“He is not far away, sir,” said I; “of that I am sure.”

“I know that,” said the old chief, half angrily. “The Banshee has been dumb since Alexander McDonnell fell. Why comes not Ludar? I grow impatient.”

Even as he spoke there came a knocking on the door, and a Scot entered hastily.

He brought news that in a hut a mile eastward of the castle a man had been found, who had been brought up from the shore, dead; and that, further east still, the bodies of—

Here Sorley Boy smote his fist on the table, and ordered the fellow to hold his peace.

“I want no news of the dead,” said he, wrathfully, “but of the living. Where is my son Ludar?”

The man slunk off chapfallen.

The maiden knelt beside the old man’s chair, and laid her white cheek on his rough sleeve. Jeannette drew me gently to a bench at the far corner of the hall, and bade me rest there beside her.

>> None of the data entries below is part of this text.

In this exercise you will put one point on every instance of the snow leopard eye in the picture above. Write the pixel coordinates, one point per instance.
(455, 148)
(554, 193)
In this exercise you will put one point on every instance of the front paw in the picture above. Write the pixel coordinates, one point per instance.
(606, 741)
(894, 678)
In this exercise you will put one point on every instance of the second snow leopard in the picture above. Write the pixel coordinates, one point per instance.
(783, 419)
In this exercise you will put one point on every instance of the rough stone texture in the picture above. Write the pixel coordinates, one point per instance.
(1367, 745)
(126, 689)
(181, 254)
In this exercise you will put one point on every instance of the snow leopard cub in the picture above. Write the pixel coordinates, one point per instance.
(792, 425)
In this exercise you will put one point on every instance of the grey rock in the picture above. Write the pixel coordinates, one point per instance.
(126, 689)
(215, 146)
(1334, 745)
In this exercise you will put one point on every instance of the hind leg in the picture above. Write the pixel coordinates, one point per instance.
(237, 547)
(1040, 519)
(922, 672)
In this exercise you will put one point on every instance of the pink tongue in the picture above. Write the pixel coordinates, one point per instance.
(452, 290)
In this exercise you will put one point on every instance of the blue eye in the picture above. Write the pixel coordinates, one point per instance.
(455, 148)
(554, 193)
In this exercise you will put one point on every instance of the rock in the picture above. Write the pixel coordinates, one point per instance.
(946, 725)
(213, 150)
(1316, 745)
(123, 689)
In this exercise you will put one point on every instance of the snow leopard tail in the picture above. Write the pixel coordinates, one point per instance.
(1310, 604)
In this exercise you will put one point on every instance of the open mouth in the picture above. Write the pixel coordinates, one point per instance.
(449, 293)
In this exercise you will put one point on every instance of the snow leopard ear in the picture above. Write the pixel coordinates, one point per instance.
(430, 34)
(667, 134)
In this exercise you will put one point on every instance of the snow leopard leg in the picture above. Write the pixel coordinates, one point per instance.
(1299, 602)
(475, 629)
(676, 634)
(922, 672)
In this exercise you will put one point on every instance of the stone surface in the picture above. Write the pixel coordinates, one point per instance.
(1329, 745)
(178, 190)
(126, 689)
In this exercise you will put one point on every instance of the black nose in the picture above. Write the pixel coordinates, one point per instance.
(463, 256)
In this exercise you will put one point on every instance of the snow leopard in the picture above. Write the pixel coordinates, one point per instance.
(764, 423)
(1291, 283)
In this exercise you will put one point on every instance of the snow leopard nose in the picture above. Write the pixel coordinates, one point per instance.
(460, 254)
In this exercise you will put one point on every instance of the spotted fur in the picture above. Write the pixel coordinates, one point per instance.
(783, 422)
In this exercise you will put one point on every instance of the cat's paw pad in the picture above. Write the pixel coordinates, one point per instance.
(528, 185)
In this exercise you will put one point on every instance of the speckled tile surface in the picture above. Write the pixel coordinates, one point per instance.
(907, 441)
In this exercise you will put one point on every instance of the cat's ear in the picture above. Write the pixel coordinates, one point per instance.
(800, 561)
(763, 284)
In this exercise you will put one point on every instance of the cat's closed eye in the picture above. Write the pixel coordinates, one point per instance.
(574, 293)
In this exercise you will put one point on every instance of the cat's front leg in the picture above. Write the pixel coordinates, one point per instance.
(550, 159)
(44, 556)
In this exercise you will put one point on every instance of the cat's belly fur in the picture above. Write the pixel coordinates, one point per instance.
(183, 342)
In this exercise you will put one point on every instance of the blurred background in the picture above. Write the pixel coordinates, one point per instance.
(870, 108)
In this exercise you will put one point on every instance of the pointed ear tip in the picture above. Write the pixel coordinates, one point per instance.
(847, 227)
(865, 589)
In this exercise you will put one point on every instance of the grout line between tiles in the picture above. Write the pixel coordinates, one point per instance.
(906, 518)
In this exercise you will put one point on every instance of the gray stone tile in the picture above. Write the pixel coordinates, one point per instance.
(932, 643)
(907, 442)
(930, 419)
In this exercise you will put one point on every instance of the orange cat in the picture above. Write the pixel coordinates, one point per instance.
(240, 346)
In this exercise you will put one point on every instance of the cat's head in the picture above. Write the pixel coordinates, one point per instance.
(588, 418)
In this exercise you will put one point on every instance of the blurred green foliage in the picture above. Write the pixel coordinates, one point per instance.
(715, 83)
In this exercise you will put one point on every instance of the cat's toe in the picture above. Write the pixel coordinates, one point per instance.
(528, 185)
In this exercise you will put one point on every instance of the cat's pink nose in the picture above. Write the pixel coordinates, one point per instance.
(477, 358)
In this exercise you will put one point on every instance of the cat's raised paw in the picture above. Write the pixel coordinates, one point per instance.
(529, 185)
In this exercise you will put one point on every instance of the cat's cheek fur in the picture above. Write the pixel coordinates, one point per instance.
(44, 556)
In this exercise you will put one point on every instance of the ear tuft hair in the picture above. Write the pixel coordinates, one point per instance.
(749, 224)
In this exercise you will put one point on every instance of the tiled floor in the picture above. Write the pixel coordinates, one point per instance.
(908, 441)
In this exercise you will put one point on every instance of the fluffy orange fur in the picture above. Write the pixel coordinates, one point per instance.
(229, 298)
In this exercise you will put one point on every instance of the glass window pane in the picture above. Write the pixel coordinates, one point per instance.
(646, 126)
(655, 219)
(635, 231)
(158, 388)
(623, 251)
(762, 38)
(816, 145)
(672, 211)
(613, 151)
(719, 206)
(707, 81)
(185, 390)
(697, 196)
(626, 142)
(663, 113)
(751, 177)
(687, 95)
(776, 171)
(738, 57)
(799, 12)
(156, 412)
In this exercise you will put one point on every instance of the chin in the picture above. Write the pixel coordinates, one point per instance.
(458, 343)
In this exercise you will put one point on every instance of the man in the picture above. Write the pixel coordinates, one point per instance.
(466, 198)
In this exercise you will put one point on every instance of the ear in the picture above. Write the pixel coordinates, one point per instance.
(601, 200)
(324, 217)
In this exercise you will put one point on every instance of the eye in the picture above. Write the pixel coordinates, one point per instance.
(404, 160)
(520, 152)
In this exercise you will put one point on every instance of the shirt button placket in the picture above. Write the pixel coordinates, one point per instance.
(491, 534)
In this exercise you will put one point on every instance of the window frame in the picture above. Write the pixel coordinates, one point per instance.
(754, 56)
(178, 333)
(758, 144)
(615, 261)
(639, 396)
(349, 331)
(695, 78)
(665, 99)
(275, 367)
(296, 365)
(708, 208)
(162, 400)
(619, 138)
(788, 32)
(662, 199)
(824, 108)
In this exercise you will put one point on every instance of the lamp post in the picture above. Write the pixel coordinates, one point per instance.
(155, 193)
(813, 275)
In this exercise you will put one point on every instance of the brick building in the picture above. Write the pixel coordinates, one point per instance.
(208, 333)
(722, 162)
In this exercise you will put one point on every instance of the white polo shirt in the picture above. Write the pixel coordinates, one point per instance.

Thus, while the afternoon slowly wore into evening, and the storm without moaned itself to sleep, we sat there in silence.

About sundown, just as—despite the sweet presence at my side—I was growing drowsy with weariness and pain, Sorley Boy suddenly uttered an exclamation and rose to his feet. The maiden rose too. And as she stood, motionless but for the heaving of her bosom, the slanting rays of the sun caught her and kindled her face into a wondrous glow.